DOMAINS
This is the evaluation of our domain classifier trained with a SVM approach and the data retrieved from Cornetto.
For evaluation purposes, we have compiled two different datasets from the SONAR corpus.
sonar1_2_random_paragraphs consists of a set of randomly selected set of paragraphs from SONAR, which have been manually annotated with the proper domain dutch labels (mapped from WordNet Domains). These documents can be found in the folder test_data/sonar1_2_random_paragraphs
sonar1_2_random_paragraphs_genre is similar to the previous test set, but the different genres within SONAR has been considered to be equally represented in the test set. Again these documents have been manually annotated. These documents are contained in the folder test_data/sonar1_2_random_paragraphs_genre
Our train domainClassiferDSC has been applied over both test sets, and the results, as well as the gold standard, can be found in the files sonar1_2_random_paragraphs.eval and sonar1_2_random_paragraphs_genre.eval. For each document, the identifier of the document is presented (the name of the plain text file), the set of domains manually annotated (gold) and the first five domains assigned by our svm system (svm), as well as the confidence of the machine learning algorithm.

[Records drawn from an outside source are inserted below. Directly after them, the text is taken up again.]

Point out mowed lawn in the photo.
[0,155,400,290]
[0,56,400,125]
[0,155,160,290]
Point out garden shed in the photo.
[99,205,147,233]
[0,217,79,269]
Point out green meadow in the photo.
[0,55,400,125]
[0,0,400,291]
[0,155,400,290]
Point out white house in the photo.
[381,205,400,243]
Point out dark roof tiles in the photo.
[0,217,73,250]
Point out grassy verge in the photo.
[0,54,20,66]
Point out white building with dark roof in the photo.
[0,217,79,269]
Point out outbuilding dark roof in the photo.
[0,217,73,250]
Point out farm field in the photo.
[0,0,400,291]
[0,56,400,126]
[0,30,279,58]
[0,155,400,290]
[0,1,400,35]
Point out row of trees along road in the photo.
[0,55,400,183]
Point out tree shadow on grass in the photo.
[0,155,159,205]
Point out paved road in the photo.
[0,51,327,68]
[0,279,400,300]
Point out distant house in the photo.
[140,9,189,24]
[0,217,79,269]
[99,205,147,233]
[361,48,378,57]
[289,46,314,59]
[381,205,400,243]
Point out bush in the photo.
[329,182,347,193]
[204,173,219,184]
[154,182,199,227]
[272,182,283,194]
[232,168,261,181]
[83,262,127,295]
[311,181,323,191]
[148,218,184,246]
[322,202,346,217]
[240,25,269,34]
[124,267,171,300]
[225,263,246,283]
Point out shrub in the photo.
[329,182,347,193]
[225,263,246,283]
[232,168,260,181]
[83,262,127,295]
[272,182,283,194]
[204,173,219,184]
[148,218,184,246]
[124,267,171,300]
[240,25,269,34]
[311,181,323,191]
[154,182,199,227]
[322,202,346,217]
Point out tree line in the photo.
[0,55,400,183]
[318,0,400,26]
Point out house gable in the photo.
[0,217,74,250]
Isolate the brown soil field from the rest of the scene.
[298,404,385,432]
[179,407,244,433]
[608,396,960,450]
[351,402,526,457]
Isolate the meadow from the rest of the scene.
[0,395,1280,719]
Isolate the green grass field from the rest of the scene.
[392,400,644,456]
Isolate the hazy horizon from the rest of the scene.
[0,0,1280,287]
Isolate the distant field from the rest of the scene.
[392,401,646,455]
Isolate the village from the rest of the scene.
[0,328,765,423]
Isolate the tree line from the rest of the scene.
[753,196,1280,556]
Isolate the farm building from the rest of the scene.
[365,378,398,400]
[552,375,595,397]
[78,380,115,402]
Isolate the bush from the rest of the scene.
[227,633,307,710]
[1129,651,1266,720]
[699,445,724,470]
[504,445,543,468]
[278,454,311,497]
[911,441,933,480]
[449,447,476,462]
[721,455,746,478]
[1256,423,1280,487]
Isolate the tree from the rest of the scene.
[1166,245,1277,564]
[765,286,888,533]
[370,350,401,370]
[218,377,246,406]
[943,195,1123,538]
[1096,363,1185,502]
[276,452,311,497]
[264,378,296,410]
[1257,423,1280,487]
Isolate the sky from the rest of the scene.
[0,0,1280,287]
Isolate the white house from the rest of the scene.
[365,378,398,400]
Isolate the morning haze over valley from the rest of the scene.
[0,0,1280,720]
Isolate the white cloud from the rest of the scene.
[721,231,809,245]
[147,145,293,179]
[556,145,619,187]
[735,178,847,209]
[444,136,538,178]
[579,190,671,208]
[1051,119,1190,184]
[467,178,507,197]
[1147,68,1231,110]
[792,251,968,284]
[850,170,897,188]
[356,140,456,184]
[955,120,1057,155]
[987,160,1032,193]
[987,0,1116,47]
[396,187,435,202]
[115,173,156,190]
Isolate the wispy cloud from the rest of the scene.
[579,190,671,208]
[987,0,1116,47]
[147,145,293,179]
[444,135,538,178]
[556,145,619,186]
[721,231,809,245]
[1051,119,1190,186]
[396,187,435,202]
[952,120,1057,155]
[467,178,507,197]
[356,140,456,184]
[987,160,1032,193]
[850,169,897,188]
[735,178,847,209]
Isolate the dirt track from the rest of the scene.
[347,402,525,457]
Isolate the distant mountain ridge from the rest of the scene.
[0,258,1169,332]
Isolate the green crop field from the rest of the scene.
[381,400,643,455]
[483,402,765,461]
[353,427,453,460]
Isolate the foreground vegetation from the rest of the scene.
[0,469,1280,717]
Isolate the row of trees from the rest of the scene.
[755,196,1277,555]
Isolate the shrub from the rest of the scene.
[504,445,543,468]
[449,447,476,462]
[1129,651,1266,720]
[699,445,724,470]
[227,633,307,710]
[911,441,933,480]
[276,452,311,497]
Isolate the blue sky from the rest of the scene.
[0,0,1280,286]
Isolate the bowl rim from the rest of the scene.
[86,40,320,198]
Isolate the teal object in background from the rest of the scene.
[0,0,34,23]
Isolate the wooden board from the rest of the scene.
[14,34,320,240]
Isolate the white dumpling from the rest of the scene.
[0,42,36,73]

In our evaluation, a document is considered correctly classified if there is any matching between the set of domains in the gold standard and the set of the domains returned by the system, regardless in which position is returnet within the first top five. With this approach, we want to reflect the fact that for a specific paragraph, more than one possible domain can apply. The total accuracy of our system, in terms of corrects documents divided by corrects+wrong is:
* sonar1_2_random_paragraphs: 84.62 %
* sonar1_2_random_paragraphs_genre: 79.88 %